Species of gastropod

Turbonilla halidoma is a species of sea snail, a marine gastropod mollusk in the family Pyramidellidae, the pyrams and their allies.

==Description==
The milk-white shell has an elongate-conic shape. Its length measures 6.7 mm. The 2 1/4 whorls of the protoconch are small. They form a moderately elevated spire whose axis is at right angles to that of the succeeding turns, in the first of which it is about one-fourth immersed. The nine whorls of the teleoconch are flattened in the middle. They have a sloping shoulder that extends over the posterior fourth between the sutures and renders the whorls slightly angulated at their anterior margin. They are weakly contracted at the suture. They are marked by moderately strong, well rounded, low, retractive axial ribs, of which 24 occur upon the first, 26 upon the second and third, and 24 upon the remaining turns. The intercostal spaces are a little more than double the width of the ribs. They are marked by pits and incised spiral lines.

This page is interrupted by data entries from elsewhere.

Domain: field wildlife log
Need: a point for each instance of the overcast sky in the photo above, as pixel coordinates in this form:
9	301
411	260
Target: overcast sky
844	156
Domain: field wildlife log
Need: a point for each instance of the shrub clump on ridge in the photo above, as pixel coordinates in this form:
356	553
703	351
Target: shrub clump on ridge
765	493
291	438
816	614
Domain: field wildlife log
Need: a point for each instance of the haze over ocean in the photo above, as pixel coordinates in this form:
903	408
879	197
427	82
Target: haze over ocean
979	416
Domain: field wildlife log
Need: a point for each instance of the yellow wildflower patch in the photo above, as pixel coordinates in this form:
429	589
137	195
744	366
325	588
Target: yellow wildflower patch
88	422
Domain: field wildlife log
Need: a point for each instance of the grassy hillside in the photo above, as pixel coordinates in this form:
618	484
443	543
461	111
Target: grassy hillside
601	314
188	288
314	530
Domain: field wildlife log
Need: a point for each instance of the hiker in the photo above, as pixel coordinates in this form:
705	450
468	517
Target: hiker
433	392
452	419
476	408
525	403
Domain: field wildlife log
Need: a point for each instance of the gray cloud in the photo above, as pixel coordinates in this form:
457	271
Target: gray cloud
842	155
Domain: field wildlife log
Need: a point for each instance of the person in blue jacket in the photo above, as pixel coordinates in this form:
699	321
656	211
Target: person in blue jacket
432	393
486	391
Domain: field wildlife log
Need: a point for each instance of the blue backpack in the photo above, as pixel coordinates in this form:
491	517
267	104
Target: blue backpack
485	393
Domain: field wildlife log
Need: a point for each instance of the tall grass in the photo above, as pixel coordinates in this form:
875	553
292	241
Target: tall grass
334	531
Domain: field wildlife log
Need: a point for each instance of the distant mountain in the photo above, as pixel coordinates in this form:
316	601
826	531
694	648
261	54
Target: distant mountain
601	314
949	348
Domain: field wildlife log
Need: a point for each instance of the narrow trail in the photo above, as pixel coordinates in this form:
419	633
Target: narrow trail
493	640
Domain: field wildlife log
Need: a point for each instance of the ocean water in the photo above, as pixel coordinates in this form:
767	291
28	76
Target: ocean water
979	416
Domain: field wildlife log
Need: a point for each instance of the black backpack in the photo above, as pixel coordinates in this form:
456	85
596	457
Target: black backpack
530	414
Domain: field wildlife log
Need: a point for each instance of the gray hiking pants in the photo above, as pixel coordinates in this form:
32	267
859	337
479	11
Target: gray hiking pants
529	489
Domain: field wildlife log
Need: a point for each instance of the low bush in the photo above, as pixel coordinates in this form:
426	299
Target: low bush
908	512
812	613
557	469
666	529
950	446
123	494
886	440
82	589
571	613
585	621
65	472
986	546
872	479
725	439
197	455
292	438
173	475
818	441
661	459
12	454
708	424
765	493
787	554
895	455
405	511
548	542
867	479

Of these the one at the periphery and the one at the anterior termination of the posterior third between the sutures are of equal width, and much wider than the rest. Two other pits a little less strong divide the space between the two strong pits into three segments, the middle one of which is a trifle wider than the other two which are equal. The three areas are again divided by finer lines, the first above the periphery being crossed by one, the next by three and the third by two fine striations. The space between the summit and the deep series of pits anterior to it is crossed by four incised and wavy, exceedingly fine spiral lines. The periphery of the body whorl is well rounded. It is marked by the feeble extensions of the axial ribs which disappear shortly after crossing it. The base of the shell is well rounded. It is marked by twenty-two well incised subequal and subequally spaced spiral lines. The aperture is oval. The posterior angle is acute. The outer lip is thin, showing the external sculpture within. The columella is slender, twisted and slightly revolute.